Academic background
- Alma mater: University of Chicago (PhD)
- Thesis: Ibn Khaldun's Philosophy of History (1954)
- Doctoral advisor: John U. Nef, Otto von Simson, Yves Simon
- Other advisor: Leo Strauss

Academic work
- Era: Contemporary philosophy
- Region: Islamic philosophy
- School or tradition: Chicago school (sociology)
- Institutions: Harvard University

= Muhsin Mahdi =

Iraqi-American Islamologist and Arabist (1926-2007)

Muḥsin Sayyid Mahdī (محسن مهدي; cited Muhsin S. Mahdi; June 21, 1926 – July 9, 2007) was an Iraqi-American Islamologist and Arabist. He was a leading authority on Arabian history, philology, and philosophy.
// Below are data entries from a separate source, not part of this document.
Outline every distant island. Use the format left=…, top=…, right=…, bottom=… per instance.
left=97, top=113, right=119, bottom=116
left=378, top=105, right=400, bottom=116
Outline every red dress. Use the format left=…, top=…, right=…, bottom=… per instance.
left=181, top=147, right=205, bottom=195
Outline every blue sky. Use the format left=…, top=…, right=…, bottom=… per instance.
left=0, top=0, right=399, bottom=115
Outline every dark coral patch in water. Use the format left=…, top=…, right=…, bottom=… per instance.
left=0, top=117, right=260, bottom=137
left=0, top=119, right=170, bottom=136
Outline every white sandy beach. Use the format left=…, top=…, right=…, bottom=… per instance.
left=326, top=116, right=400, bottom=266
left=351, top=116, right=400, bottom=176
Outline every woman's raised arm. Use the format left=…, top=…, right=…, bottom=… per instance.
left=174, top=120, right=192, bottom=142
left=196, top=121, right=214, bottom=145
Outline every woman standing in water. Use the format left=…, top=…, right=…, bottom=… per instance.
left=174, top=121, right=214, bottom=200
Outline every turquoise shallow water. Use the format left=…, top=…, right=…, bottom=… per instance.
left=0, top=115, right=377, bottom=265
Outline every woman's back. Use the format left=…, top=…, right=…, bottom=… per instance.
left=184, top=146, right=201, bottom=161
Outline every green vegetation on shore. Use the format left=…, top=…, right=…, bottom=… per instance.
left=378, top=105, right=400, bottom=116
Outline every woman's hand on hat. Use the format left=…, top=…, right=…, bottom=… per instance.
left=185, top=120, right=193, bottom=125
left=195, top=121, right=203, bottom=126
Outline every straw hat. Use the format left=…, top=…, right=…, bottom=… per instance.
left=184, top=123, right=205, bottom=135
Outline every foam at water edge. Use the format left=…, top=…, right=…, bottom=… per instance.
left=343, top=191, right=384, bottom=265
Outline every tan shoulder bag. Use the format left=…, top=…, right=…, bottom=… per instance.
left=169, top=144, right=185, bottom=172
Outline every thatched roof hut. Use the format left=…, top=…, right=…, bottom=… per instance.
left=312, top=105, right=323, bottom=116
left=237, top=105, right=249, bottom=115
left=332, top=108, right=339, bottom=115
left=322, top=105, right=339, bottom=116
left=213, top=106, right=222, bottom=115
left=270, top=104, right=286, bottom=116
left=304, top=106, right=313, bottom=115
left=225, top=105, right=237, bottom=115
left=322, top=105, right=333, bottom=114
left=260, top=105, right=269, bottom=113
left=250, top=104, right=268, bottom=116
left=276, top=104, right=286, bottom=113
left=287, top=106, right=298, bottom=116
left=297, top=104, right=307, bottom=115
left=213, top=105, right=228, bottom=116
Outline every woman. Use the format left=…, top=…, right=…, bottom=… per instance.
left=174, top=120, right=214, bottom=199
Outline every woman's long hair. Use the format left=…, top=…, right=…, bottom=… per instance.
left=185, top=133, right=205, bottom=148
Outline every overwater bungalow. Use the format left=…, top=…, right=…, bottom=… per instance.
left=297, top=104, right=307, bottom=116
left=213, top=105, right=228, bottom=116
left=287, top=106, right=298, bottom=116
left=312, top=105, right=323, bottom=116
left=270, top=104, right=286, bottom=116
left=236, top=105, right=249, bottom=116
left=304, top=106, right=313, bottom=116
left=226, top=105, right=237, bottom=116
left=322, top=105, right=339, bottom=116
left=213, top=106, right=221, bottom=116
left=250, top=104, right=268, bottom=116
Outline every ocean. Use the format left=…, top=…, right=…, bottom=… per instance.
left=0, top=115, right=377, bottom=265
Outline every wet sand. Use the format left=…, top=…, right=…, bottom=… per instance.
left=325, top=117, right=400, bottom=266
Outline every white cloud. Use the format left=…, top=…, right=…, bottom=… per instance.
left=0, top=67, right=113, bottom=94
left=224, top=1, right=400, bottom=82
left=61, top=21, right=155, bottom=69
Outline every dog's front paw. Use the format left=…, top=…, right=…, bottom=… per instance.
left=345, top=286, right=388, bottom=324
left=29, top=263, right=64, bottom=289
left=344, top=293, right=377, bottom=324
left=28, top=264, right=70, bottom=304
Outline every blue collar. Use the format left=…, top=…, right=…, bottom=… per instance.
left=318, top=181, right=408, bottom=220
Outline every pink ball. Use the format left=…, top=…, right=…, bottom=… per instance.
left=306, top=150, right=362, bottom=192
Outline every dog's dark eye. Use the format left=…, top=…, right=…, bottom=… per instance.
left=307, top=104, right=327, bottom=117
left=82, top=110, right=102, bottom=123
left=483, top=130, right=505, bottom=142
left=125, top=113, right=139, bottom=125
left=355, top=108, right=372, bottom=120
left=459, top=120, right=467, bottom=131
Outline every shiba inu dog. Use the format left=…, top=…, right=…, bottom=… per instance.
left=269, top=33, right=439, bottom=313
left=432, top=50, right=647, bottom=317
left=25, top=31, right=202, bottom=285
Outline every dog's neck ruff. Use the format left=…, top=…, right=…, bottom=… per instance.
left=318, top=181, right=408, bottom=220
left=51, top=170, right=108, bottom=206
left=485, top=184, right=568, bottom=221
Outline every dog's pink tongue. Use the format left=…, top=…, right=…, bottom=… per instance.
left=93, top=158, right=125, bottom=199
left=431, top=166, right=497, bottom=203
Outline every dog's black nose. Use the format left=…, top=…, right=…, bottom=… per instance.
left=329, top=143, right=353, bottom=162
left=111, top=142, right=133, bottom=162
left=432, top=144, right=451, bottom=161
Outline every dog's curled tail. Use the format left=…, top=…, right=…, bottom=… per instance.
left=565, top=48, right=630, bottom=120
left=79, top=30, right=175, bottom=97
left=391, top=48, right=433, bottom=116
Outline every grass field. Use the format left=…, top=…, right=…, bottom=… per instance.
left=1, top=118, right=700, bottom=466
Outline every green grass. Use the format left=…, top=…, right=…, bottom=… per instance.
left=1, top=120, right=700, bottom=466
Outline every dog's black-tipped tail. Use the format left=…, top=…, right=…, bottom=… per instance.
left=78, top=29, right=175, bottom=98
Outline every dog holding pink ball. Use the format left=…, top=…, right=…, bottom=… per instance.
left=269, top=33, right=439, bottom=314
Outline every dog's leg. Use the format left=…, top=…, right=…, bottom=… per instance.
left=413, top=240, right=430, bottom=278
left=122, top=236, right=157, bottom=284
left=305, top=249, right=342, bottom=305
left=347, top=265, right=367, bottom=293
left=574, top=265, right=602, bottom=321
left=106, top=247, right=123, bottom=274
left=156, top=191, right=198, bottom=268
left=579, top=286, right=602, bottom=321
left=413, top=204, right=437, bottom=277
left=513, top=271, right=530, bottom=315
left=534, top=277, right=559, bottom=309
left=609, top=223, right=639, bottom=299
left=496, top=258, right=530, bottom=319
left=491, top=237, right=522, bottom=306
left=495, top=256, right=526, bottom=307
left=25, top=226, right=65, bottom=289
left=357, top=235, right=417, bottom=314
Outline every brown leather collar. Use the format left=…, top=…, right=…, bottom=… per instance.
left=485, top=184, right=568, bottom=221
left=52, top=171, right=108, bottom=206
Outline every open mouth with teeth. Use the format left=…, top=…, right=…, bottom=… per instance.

His best-known work was the first critical edition of the One Thousand and One Nights.

==Life==
He was born and raised in the Shiite pilgrimage town Kerbala, Iraq. After finishing high school in Baghdad, he was awarded a government scholarship to study at the American University of Beirut, where he earned both a B.B.A. and a B.A. in philosophy. He taught for a year at the University of Baghdad before coming to the United States in 1948, where he earned an M.A. and Ph.D.(1954) at the University of Chicago. Here he studied at the Oriental Institute under Nabia Abbott and began his lifelong exploration of political philosophy under the guidance of Leo Strauss. He wrote his dissertation on Ibn Khaldun. After two more years in Baghdad, Mahdi returned to Chicago, where he taught in the Department of Near Eastern Languages and Civilizations from 1958-1969. At Harvard University (from 1969 until his retirement in 1996), as James Richard Jewett Professor of Arabic, he served as director of the Center for Middle Eastern Studies and also as Chairman of the Department of Near Eastern Languages and Civilizations.

Mahdī was versed in medieval Arabic, ancient Greek, medieval Jewish and Christian philosophy but also modern Western political philosophy. Grounded in the methods of critical editions of manuscripts developed by European scholars for the ancient and medieval texts, he tried to establish the same standards in the fields of Arabic philology and philosophy. He devoted much of his career to searching for manuscripts wherever his travels took him. He is especially known for the recovery, edition, translation and interpretation of many of the works of Alfarabi. With Ralph Lerner at Chicago and Ernest Fortin at Boston College, he co-edited Medieval Political Philosophy, a path-breaking sourcebook that includes selections in translation from Arabic, Hebrew and Latin texts.

==Bibliography==

=== English ===

- Ibn Khaldun's Philosophy of History: A Study in the Philosophical Foundation of the Science of Culture. His doctoral dissertation of 1954, published 1957.
- The Thousand and One Nights (Alf layla wa-layla), from the Earliest Known Sources, ed. by Muhsin Mahdi, 3 vols (Leiden: Brill, 1984-1994). ISBN 9004074287.
- NB The Arabian Nights: based on the text of the fourteenth-century manuscript ed. by Muhsin Mahdi. Translated by Husain Haddawy. Everyman's Library, 1992.
- Alfarabi and the Foundation of Islamic Political Philosophy. 2001.

=== French ===

- "La fondation de la philosophie politique en islam. La cité vertueuse d'Alfarabi." Champs. Flammarion. Paris. 2000.